Quarterly Bulletin 1989 Q1
Published on 01 March 1989

This article covers the three months from October to December 1988.

Following the series of interest rate increases between June and August, monetary conditions were tightened further late in November, when the emerging indicators showed domestic demand stronger than had been expected when interest rates had last been raised. Since November there have been indications of a slowdown in domestic demand, though they are still not conclusive.

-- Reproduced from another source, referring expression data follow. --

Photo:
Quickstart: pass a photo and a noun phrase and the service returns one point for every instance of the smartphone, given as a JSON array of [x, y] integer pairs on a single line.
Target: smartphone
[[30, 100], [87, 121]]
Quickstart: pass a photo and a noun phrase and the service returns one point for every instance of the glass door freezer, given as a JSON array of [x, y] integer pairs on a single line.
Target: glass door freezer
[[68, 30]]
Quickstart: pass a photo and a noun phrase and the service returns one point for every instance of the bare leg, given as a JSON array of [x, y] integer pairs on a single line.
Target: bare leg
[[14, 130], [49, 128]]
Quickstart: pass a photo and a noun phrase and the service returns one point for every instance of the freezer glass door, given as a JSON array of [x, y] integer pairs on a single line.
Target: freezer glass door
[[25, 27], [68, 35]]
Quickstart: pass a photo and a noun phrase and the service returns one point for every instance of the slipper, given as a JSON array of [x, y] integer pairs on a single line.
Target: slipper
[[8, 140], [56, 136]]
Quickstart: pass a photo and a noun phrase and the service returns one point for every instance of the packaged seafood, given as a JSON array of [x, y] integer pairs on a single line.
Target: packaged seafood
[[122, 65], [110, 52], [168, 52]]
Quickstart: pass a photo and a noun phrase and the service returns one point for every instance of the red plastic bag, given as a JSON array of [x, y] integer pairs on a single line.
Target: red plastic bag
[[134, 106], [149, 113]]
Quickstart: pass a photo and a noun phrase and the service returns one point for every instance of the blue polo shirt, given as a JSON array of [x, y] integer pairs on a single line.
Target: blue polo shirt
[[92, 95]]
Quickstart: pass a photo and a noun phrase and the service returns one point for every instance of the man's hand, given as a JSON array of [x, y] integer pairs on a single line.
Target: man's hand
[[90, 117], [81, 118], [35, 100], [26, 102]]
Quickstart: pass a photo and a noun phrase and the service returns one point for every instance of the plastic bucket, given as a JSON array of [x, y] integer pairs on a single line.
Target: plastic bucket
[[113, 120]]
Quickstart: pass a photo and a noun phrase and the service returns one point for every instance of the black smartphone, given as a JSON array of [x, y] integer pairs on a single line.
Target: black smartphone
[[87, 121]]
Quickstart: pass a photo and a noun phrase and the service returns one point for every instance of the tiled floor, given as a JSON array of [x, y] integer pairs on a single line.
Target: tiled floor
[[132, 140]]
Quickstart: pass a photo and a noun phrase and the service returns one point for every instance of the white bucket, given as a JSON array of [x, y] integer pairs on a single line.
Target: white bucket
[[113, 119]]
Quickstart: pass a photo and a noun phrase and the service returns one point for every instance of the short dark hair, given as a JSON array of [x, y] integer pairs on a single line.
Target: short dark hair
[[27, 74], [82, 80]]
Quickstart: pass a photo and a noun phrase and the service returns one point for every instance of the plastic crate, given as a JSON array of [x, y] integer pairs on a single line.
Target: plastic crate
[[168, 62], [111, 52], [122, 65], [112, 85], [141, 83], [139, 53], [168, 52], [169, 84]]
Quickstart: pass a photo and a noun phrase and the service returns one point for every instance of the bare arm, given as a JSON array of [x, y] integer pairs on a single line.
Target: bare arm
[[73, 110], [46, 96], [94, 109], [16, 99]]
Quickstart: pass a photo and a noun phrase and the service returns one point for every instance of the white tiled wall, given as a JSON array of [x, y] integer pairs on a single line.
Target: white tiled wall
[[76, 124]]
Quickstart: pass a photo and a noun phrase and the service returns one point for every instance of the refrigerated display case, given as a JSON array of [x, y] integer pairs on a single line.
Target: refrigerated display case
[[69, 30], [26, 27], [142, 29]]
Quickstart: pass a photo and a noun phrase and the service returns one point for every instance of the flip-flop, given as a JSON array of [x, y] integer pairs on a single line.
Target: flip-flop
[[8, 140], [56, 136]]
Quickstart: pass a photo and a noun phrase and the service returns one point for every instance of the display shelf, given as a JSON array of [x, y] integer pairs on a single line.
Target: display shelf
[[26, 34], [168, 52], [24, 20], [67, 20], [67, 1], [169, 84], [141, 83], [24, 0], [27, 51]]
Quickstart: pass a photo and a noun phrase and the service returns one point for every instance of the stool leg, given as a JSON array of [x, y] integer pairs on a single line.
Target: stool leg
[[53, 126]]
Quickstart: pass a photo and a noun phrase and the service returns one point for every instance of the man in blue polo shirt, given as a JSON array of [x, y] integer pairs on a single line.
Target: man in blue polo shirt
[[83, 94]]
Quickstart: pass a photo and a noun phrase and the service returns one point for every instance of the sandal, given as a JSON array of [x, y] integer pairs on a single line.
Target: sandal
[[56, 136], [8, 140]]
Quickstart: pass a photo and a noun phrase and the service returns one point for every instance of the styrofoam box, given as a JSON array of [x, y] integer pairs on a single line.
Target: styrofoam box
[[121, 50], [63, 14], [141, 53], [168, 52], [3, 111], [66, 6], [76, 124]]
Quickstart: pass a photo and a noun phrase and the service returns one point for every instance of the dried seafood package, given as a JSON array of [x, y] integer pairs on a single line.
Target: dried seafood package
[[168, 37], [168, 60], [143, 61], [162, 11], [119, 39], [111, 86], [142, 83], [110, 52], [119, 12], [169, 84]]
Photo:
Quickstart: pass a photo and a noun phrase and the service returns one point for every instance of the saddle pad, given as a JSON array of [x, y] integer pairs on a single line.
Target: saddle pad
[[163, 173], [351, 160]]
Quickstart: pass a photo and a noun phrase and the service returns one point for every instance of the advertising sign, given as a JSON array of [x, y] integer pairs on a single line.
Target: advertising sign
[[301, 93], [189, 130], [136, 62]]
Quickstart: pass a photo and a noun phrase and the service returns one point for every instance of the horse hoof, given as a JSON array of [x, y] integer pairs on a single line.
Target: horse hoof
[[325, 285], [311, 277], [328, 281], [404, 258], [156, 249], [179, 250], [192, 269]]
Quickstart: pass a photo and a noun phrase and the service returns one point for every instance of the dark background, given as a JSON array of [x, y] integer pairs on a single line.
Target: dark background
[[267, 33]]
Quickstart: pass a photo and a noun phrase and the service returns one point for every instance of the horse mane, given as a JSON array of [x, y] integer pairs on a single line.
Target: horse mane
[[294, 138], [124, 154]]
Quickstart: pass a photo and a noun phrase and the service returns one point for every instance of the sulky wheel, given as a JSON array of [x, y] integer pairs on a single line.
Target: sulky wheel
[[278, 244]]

There were signs in the early autumn that mortgage lending had begun to slow down and retail sales to flatten out. However, these tentative indications of moderation in domestic demand were not corroborated by any other evidence; and the indicators for October-a sharp increase in retail sales, continuing inflationary pressures and a record current account deficit-showed that domestic demand was stronger than had been expected. In response, interest rates were increased by one percentage point on 25 November, with banks' base rates rising to 13%. Market sentiment had shifted towards the end of October to an expectation that interest rates might need to rise from 12% at some stage, but the indicators which were published in November and the move to 13% immediately after the announcement of the October current account deficit surprised the markets. Market nervousness in the aftermath of the increase in interest rates soon gave way to optimism that the next move would be downwards, albeit not until well into 1989, and this was reflected in the level and slope of the money-market yield curve in the second half of December. Sterling was generally firm during the period and ended the quarter 2. 5% up in effective terms.